Fire From Heaven


Daniel Mendelsohn wrote, “The writers we absorb when we’re young bind us to them, sometimes lightly, sometimes with iron. In time, the bonds fall away, but if you look very closely you can sometimes make out the pale white groove of a faded scar, or the telltale chalky red of old rust.”  He was describing how Mary Renault’s books and her correspondence with him had influenced his life.  He could also have been describing the physical scars of a survivor of lightening strike.

I first read “Fire from Heaven,” and the “The Persian Boy” when I was 15 and Renault cast a literally spell over how I viewed my adolescent world.   In many ways the characters and places she described continue to influence how I filter circumstance and the art I create.

The biblical interpretation of  “Fire from Heaven” is about sacrifice, (burnt offerings) and retribution.  When I created my rust Monotype “Fire from Heaven” shortly after Trump won enough Electoral votes to qualify him for Presidency I admit thinking that fire from heaven (as in burnt offerings) was an appropriate (Karmic) end to those who had conjured him into power (you get what you wish for or deserve) but... 

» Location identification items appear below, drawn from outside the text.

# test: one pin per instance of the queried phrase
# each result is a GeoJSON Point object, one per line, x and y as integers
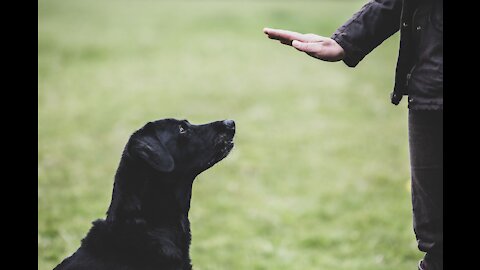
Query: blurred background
{"type": "Point", "coordinates": [319, 176]}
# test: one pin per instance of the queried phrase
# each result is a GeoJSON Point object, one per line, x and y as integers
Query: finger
{"type": "Point", "coordinates": [282, 34]}
{"type": "Point", "coordinates": [308, 47]}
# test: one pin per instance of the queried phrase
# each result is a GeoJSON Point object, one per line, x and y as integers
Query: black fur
{"type": "Point", "coordinates": [147, 224]}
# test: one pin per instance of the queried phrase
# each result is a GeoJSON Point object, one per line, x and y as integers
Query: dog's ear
{"type": "Point", "coordinates": [151, 150]}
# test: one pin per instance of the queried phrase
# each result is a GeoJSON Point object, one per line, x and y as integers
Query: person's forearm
{"type": "Point", "coordinates": [368, 28]}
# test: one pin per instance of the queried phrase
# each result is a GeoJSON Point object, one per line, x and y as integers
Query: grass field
{"type": "Point", "coordinates": [319, 175]}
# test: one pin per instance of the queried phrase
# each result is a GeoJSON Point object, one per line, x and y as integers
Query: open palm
{"type": "Point", "coordinates": [323, 48]}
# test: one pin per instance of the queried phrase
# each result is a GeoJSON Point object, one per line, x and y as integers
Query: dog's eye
{"type": "Point", "coordinates": [182, 130]}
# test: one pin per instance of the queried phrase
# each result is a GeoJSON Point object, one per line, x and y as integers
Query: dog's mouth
{"type": "Point", "coordinates": [223, 145]}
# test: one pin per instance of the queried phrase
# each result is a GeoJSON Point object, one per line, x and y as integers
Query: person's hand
{"type": "Point", "coordinates": [323, 48]}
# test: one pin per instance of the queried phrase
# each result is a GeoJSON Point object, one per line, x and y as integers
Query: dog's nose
{"type": "Point", "coordinates": [229, 124]}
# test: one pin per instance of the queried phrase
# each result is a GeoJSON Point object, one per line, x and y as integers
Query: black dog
{"type": "Point", "coordinates": [147, 224]}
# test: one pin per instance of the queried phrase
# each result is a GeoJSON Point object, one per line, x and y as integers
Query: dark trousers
{"type": "Point", "coordinates": [425, 131]}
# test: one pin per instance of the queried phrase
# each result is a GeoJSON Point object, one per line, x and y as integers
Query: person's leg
{"type": "Point", "coordinates": [426, 159]}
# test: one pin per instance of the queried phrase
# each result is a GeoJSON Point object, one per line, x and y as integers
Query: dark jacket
{"type": "Point", "coordinates": [419, 72]}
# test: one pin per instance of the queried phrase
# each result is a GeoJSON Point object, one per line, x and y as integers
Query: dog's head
{"type": "Point", "coordinates": [171, 146]}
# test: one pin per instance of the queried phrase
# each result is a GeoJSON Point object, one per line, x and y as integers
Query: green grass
{"type": "Point", "coordinates": [318, 178]}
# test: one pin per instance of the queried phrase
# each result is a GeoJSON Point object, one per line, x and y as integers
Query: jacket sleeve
{"type": "Point", "coordinates": [369, 27]}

That is not what my image is about; just the opposite.  It is instead about an idea or ability; a creative spark, received from an inclusive universe, that has no meaning without an appropriate receptor.  It is about the gift and the gifted.  It is about exceptional talent received and recognized as a gift from heaven.

Renault was writing about Alexander of Macedon and the seemingly supernatural gifts he was born with.  She was also describing gifts of friendship that we seek and that shape the physical form our aspirations take (in particular Alexander’s relationship to friend and lover Hephaestion).  

Fire From Heaven is a mixed media rust mono print on antique linen mounted to coped panel.